34. February 1, DSL Reports – (National) FCC focused on rural broadband. The Federal Communications Commission (FCC) plans for 2008 to be a year that is focused on rural broadband development. To that end, they have combined efforts with the U.S. Department of Agriculture to launch a new website entirely devoted to acting as a resource for information about rural broadband opportunities. The site provides an overview of broadband services, information about broadband funding, and news about broadband initiatives and FCC proceedings. The FCC has also announced plans to hold four rural broadband workshops throughout the year to assist communities in finding solutions to meet their broadband needs. (See the new rural broadband website at:http://wireless.fcc.gov/outreach/index.htm?job=broadband_home.)

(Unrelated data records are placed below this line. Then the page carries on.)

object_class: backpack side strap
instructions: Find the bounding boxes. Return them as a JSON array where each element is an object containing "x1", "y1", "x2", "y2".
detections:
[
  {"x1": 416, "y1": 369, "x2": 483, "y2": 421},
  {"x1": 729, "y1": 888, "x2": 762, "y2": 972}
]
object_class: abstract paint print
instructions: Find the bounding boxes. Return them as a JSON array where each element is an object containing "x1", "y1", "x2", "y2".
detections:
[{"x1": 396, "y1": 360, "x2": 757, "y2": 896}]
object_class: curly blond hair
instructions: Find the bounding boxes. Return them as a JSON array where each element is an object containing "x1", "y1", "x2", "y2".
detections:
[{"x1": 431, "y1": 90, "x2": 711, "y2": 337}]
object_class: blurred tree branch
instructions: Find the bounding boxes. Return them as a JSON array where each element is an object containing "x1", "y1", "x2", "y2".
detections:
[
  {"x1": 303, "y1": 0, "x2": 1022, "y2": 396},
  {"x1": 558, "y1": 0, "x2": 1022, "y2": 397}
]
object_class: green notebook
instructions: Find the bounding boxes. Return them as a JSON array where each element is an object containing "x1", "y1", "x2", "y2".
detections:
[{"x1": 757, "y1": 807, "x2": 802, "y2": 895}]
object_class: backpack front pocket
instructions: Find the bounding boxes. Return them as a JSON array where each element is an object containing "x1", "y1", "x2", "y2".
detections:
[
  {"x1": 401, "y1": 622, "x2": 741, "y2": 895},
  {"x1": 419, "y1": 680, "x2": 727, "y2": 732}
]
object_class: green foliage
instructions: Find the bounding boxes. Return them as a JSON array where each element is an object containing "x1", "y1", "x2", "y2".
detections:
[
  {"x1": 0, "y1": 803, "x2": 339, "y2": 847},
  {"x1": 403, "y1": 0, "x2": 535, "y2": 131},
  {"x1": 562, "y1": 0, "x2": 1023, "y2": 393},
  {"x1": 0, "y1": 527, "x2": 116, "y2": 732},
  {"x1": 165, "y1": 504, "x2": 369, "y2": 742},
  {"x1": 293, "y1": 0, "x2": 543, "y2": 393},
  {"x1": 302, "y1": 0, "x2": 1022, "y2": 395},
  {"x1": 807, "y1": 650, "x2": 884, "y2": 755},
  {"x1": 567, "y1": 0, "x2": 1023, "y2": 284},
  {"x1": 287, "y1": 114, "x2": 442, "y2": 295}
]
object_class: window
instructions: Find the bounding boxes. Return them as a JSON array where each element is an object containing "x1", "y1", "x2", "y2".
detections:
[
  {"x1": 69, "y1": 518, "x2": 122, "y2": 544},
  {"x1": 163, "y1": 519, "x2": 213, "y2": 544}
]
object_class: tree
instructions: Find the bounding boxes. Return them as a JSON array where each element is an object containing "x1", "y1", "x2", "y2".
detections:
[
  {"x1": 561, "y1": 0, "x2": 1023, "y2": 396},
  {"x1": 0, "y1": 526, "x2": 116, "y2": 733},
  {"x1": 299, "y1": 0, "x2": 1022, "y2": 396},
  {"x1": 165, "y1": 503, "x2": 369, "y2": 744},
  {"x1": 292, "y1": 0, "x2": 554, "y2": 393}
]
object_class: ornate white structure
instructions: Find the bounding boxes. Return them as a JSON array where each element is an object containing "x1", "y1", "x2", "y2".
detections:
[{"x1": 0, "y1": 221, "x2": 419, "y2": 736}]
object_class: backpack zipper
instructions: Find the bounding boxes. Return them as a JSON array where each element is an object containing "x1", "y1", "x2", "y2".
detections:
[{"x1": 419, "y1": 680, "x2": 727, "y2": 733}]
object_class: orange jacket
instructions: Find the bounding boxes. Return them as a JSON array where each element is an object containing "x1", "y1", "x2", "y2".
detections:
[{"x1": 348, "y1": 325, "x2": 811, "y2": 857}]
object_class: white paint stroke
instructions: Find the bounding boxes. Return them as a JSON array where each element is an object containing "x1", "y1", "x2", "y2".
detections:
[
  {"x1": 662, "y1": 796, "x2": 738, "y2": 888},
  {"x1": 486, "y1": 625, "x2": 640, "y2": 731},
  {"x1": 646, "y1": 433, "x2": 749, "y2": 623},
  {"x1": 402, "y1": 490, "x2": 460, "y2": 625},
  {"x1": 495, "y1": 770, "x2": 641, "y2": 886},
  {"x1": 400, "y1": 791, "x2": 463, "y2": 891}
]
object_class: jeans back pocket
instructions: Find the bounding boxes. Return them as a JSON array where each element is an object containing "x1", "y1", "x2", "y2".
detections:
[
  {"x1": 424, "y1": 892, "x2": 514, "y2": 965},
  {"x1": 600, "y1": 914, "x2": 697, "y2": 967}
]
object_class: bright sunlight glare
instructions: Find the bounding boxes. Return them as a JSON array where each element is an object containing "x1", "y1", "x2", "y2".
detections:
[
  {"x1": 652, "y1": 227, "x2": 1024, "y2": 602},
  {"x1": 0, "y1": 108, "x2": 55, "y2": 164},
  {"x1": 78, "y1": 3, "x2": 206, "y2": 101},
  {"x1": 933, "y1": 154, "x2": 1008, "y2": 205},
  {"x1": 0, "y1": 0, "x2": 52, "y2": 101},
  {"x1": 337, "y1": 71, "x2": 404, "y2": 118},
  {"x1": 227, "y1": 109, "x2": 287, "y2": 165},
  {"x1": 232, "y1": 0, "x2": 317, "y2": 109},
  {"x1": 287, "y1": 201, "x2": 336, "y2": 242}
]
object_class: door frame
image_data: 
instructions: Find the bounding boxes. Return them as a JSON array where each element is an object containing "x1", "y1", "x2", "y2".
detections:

35. February 1, RCR Wireless News – (National) Industry: FCC doesn’t have authority to mandate backup power at cell sites. The mobile-phone industry told a U.S. appeals court the Federal Communications Commission (FCC) exceeded its statutory powers in mandating the eight-hour backup power rule for cell sites as part of an otherwise legally flawed rulemaking. “By promulgating a sweeping mandate far beyond its regulatory authority without notice, the FCC produced a clumsy rule that fails to achieve any of its stated goals,” stated cellular industry association CTIA and Sprint Nextel Corp. in their opening brief. Industry said it already has taken significant measures since Katrina and other hurricanes of 2005 to protect critical networks components with adequate power and to ‘harden’ networks to better withstand harsh weather conditions. Moreover, wireless carriers said they employ solutions to power outages – such as cell sites on wheels, cell sites on light trucks, and satellite cell sites on light trucks – that do not require permanent power sources. Though not explicit in industry’s legal argument at the U.S. Court of Appeals for District of Columbia Circuit, cellphone and tower companies estimate the cost of compliance with the backup power rule could be in the hundreds of millions of dollars. The backup power rule was approved last year, following recommendations in 2006 by the Independent Panel Reviewing the Impact of Hurricane Katrina on Communications Networks. The agency responded to protests by partially modifying the rule and extending auditing and compliance deadlines. The new rule, among other things, calls for a minimum 24 hours of emergency backup power for telecom assets inside central offices and eight hours for other facilities such as cell sites, remote switches, and digital loop carrier system remote terminals. There are about 200,000 cell sites in the United States, with tower companies operating about 115,000 sites and operators controlling 85,000 sites.